Together with the Archbishop of St Andrews and Edinburgh, Cardinal Keith O’Brien, Cardinal Murphy-O’Connor will lead the rally, which is calling on the leaders of the G8 wealthiest nations to meet the Millennium Development Goals. The MDGs are pledges made by the G8 to halve world poverty by 2015.
I wish I could feel better about the UK Church's involvement in the program called Make Poverty History. Probably the bishops view it innocently under the general rubric of almsgiving, but the phrase Make Poverty History has a "Final Solution" ring to it that's disturbing. The beautiful people who are splashing the effort (actresses, designers, models, rock musicians) are almost unanimous in their enthusiasm for eliminating poverty by eliminating the poor -- via state-sponsored contraception, abortion, sterilization, selective infanticide and the other euphemisms of Population Control. Whereas Mother Teresa, for example, had a love of the poor that tugged her toward them -- that moved her to want to spend time in their presence, where she found Christ -- the glitterati manage to convey a purely visceral revulsion at the sight of squalor that trumps any concerns for justice or any love for the afflicted person they may harbor. In coarsest terms, "Make Poverty History" translates into "Let's turn Africa, Jamaica, Thailand, Brazil into nature preserves where we can enjoy ourselves without the disturbing sights of limbless beggars and flies swarming on blind babies. We deserve guilt-free beaches and a guilt-free rainforest."

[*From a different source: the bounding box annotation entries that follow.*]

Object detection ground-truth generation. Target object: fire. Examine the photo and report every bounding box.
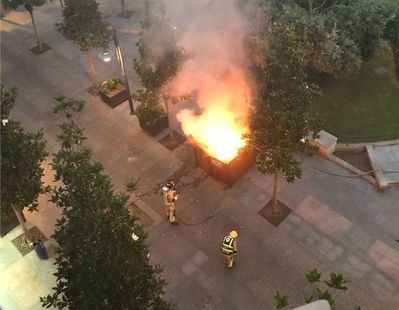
[178,104,246,163]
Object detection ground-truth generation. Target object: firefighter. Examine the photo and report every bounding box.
[222,230,238,268]
[162,180,179,225]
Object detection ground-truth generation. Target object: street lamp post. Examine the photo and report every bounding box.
[99,28,134,115]
[112,28,134,115]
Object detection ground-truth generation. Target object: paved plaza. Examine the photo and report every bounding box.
[0,0,399,310]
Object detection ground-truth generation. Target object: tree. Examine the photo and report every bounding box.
[0,84,47,242]
[57,0,111,88]
[276,4,361,76]
[246,20,319,213]
[326,0,389,59]
[384,0,399,81]
[1,0,46,50]
[41,97,170,310]
[274,268,354,309]
[133,0,183,137]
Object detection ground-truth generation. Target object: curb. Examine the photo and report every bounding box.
[335,138,399,151]
[323,155,380,189]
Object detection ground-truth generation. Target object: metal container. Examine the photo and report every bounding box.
[191,140,255,187]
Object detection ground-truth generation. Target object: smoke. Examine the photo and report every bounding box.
[165,0,251,115]
[144,0,257,160]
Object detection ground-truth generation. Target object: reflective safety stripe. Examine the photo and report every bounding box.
[222,236,234,254]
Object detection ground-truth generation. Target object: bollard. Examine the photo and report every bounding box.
[33,240,48,259]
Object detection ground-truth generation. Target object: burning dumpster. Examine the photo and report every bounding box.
[192,141,254,187]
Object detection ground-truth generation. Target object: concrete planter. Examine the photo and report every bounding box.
[99,87,130,108]
[139,116,169,136]
[0,210,26,237]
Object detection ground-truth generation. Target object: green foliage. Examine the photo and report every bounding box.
[305,268,321,284]
[246,22,319,182]
[100,75,125,94]
[327,0,390,58]
[57,0,111,52]
[1,0,46,12]
[274,268,354,310]
[133,89,166,126]
[41,98,170,310]
[0,84,48,214]
[384,0,399,81]
[275,4,361,75]
[324,273,351,291]
[274,291,288,309]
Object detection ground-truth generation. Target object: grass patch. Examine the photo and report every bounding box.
[312,46,399,142]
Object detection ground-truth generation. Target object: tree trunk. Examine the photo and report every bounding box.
[121,0,126,17]
[272,172,278,214]
[162,94,175,139]
[392,44,399,81]
[87,50,98,88]
[28,10,42,50]
[12,206,33,243]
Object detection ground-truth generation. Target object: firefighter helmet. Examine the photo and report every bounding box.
[229,230,238,238]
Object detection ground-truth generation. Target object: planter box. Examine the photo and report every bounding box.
[139,116,169,136]
[99,88,130,108]
[0,210,26,237]
[192,141,255,187]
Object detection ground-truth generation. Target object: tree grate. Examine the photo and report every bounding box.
[116,10,135,19]
[258,200,292,227]
[30,43,51,56]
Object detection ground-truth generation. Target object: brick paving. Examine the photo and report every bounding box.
[0,0,399,310]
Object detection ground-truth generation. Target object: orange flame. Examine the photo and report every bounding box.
[178,105,246,163]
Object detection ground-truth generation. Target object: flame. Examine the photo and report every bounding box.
[178,105,246,163]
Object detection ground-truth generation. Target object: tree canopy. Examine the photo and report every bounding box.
[0,84,47,217]
[1,0,46,12]
[57,0,111,52]
[248,22,319,182]
[41,97,170,309]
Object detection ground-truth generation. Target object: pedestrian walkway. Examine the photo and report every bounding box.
[0,0,399,310]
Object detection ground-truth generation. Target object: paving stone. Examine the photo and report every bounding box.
[193,251,208,266]
[182,260,198,275]
[369,273,394,300]
[326,245,344,261]
[295,196,351,239]
[347,254,370,272]
[377,257,399,282]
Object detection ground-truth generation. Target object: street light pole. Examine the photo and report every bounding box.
[112,28,134,115]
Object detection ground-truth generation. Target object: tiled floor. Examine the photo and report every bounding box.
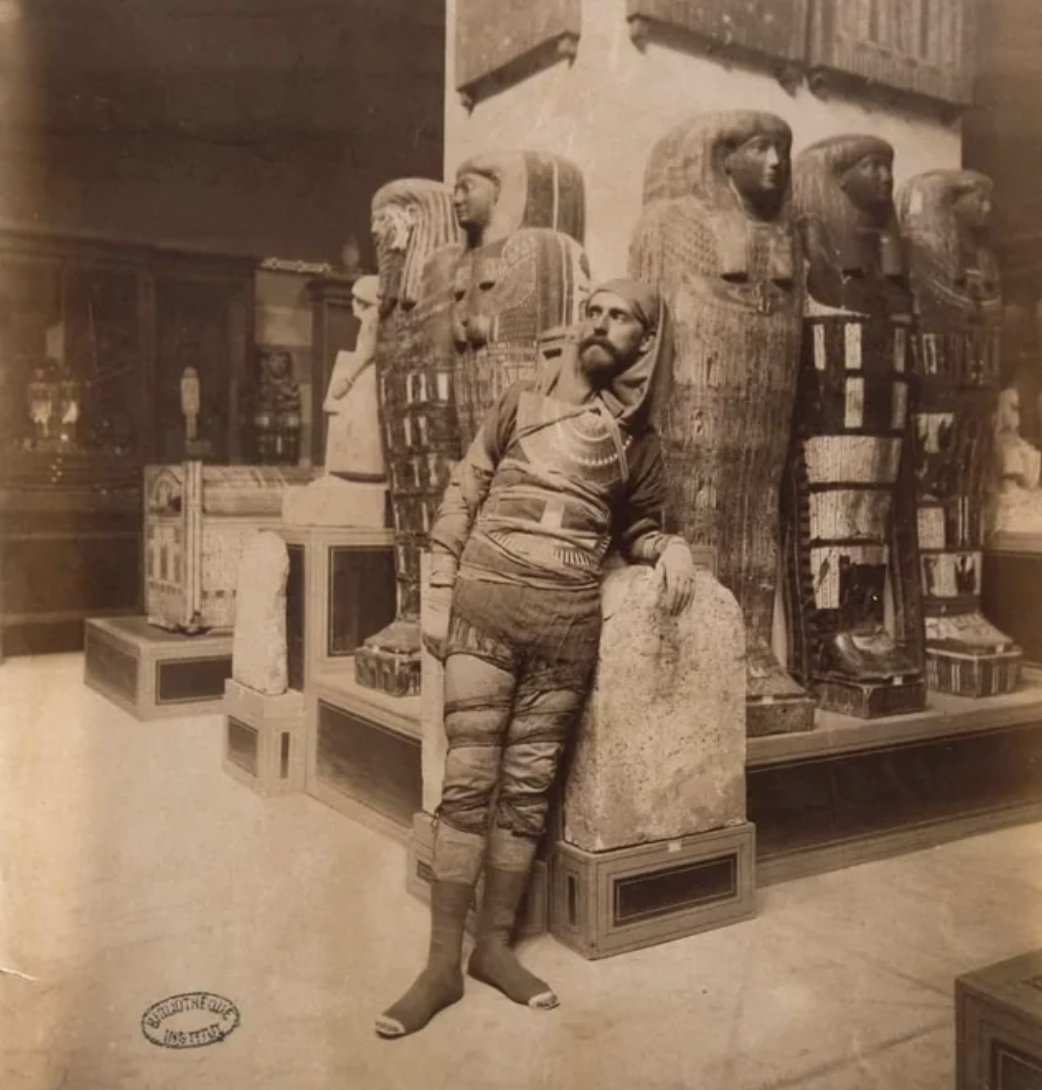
[0,655,1042,1090]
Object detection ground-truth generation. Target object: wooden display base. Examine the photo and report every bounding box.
[814,674,926,719]
[746,697,817,738]
[221,678,305,798]
[981,533,1042,666]
[926,647,1023,699]
[405,811,548,937]
[746,670,1042,885]
[955,950,1042,1090]
[549,822,755,959]
[305,661,423,839]
[84,617,231,720]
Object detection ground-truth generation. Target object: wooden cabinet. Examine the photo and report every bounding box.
[0,231,254,654]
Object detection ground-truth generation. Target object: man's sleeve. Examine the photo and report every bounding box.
[613,432,678,564]
[429,383,521,586]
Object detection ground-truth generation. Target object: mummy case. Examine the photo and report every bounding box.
[453,152,590,449]
[898,170,1021,697]
[783,136,925,718]
[630,111,814,735]
[354,179,460,695]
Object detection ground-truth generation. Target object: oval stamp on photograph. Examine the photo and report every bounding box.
[141,992,240,1049]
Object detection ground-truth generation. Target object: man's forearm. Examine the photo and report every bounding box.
[622,530,686,565]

Ironically, the Catholic Church has long been the "expert" in reducing poverty without decimating the poor -- namely, through the work of her missionary religious congregations in running schools in areas of destitution. It would be a pity if media-driven sentimentalisms allowed the rock concert relief model to eclipse the example of missionaries and the teaching orders, especially among Catholics. It would be a tragedy if churchmen, even inadvertently, gave permission to governments to implement contemporary statist solutions to the problem of the unproductive poor. We see how the Dutch Approach deals with expensive nuisances like sick babies and sick elderly. Do we want to let these folks teach us how to make poverty "history"?